The following day I went to visit the Pepsinovs the way I always did. Zoya didn’t come down for dinner, and sent word that she couldn’t see me as she wasn’t feeling well, while Pepsi- nov spoke at length about certain young people who didn’t know how to comport themselves in public. The fool! He’s obviously not aware that the organs that induce hiccupping are not subject to voluntary stimuli! Stimuli, ma chère, means “shakers.”
“Would you give your daughter—that is, if you had one—to a man who wouldn’t think twice about belching in public?” Pepsinov asked me after dinner. “Ha? Well?”

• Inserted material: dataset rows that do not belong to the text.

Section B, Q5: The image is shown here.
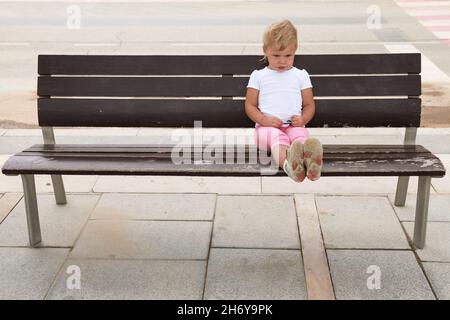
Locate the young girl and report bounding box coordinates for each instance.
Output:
[245,20,323,182]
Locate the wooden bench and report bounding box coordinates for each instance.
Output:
[2,53,445,248]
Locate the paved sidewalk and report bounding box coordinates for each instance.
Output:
[0,128,450,299]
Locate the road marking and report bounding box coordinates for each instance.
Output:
[384,44,450,82]
[396,0,450,44]
[73,43,119,47]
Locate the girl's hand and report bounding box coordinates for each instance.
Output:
[260,116,283,128]
[291,116,306,127]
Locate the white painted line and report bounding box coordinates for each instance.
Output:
[384,44,450,82]
[397,1,450,8]
[73,43,119,47]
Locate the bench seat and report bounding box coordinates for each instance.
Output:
[2,144,445,178]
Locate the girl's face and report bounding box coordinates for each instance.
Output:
[263,43,297,71]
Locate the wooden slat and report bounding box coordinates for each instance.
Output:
[295,194,335,300]
[23,143,430,155]
[38,98,421,128]
[38,75,421,97]
[2,146,445,177]
[38,53,421,75]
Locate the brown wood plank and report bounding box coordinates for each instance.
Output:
[22,144,431,157]
[295,194,335,300]
[38,75,421,97]
[38,53,421,75]
[2,146,445,177]
[38,98,421,128]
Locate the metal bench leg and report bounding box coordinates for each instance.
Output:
[51,174,67,204]
[394,177,409,207]
[413,177,431,249]
[21,174,41,247]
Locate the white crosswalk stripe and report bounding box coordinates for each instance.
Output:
[395,0,450,45]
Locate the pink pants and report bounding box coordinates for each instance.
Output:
[255,124,309,151]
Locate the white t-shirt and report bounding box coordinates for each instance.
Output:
[247,67,312,122]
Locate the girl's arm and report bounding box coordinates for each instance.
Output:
[291,88,316,127]
[301,88,316,125]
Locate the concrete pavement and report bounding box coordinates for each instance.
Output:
[0,128,450,299]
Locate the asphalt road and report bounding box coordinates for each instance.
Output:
[0,0,450,128]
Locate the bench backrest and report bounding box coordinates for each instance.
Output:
[38,53,421,128]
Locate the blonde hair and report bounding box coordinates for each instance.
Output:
[260,20,298,63]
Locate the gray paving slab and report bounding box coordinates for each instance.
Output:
[204,248,307,300]
[3,128,139,137]
[0,248,69,300]
[212,196,300,249]
[389,194,450,222]
[403,222,450,262]
[316,196,410,249]
[327,250,435,300]
[0,193,22,223]
[70,220,212,259]
[261,176,424,195]
[93,176,261,194]
[431,154,450,193]
[0,194,99,247]
[416,134,450,154]
[90,193,216,220]
[423,262,450,300]
[0,160,97,193]
[46,259,206,300]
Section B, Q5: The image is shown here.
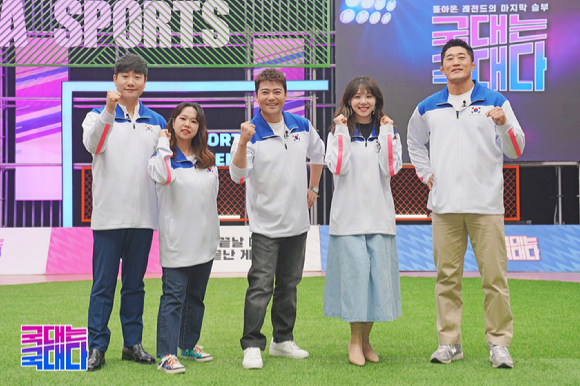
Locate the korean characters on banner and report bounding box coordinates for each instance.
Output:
[212,226,252,272]
[431,2,550,92]
[505,236,540,261]
[20,325,88,371]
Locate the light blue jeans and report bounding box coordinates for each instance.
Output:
[323,234,402,322]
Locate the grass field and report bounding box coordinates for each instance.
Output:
[0,277,580,385]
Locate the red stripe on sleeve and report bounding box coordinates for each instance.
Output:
[95,125,111,154]
[335,135,343,174]
[387,134,395,177]
[508,129,522,157]
[163,158,171,185]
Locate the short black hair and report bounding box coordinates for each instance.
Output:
[115,54,147,78]
[441,39,474,65]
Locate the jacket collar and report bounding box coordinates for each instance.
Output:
[173,146,197,166]
[435,79,485,105]
[352,125,379,139]
[115,101,151,120]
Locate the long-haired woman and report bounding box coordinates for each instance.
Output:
[148,102,219,373]
[324,76,402,366]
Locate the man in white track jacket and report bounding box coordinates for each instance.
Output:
[407,39,525,368]
[230,69,324,369]
[83,55,167,371]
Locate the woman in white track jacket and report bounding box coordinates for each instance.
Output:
[149,102,219,373]
[324,76,402,366]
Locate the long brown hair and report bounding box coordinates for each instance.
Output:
[330,76,385,137]
[165,102,215,169]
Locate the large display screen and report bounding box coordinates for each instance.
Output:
[336,0,580,161]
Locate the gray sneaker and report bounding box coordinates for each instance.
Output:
[431,344,463,363]
[487,343,514,369]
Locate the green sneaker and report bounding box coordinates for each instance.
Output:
[181,346,213,362]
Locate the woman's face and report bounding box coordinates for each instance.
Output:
[173,106,199,142]
[350,88,377,123]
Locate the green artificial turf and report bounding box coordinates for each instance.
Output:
[0,277,580,386]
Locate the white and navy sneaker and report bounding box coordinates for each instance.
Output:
[270,338,310,359]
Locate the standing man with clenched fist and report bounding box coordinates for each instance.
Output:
[83,55,167,371]
[407,39,526,368]
[230,69,324,369]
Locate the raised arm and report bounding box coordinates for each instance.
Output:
[147,129,175,185]
[379,115,403,177]
[486,100,526,159]
[83,90,121,154]
[407,108,433,185]
[230,121,256,184]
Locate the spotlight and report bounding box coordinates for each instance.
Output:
[360,0,375,9]
[340,9,354,24]
[381,12,392,24]
[369,11,381,24]
[356,10,369,24]
[375,0,387,11]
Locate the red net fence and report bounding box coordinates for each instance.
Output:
[81,165,520,222]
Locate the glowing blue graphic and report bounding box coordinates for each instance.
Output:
[339,0,397,24]
[356,11,369,24]
[340,9,354,24]
[369,12,381,24]
[381,12,393,24]
[375,0,387,11]
[360,0,375,9]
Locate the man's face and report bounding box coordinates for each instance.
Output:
[256,81,286,122]
[441,47,475,82]
[113,71,147,100]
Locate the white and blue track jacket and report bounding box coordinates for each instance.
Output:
[326,124,403,236]
[148,138,220,268]
[230,111,324,238]
[407,82,525,214]
[83,102,167,230]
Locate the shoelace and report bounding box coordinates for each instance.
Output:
[246,348,262,359]
[437,344,457,355]
[165,355,179,366]
[492,346,509,358]
[290,340,300,350]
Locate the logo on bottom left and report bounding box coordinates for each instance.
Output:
[20,325,88,371]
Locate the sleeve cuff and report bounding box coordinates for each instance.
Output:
[157,137,170,149]
[230,163,247,179]
[334,125,350,136]
[379,123,395,136]
[497,120,512,135]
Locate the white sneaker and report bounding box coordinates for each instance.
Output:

“Um, yes... I would,” I muttered.
“Quite a mistake!”
That was the end of Zoya as far as I was concerned. She could not forgive my hiccupping. For her that was the end of me. Would you like me to describe the remaining twelve incidents?
I could, but... enough is enough! The veins on my tem-ples have swollen, tears are flowing freely, and my liver is churning.... “O brother writers, our destiny doth weave fateful threads!” I wish you, ma chère, all the very best! I squeeze your hand tightly, and send my warmest regards to Paul. I hear that he is a good husband and father. God bless him! Pity, though, that he drinks so heavily (this, by the way, ma chère, is not a reproach!).
All the very best, ma chère. Your faithful servant, Baldas- tov.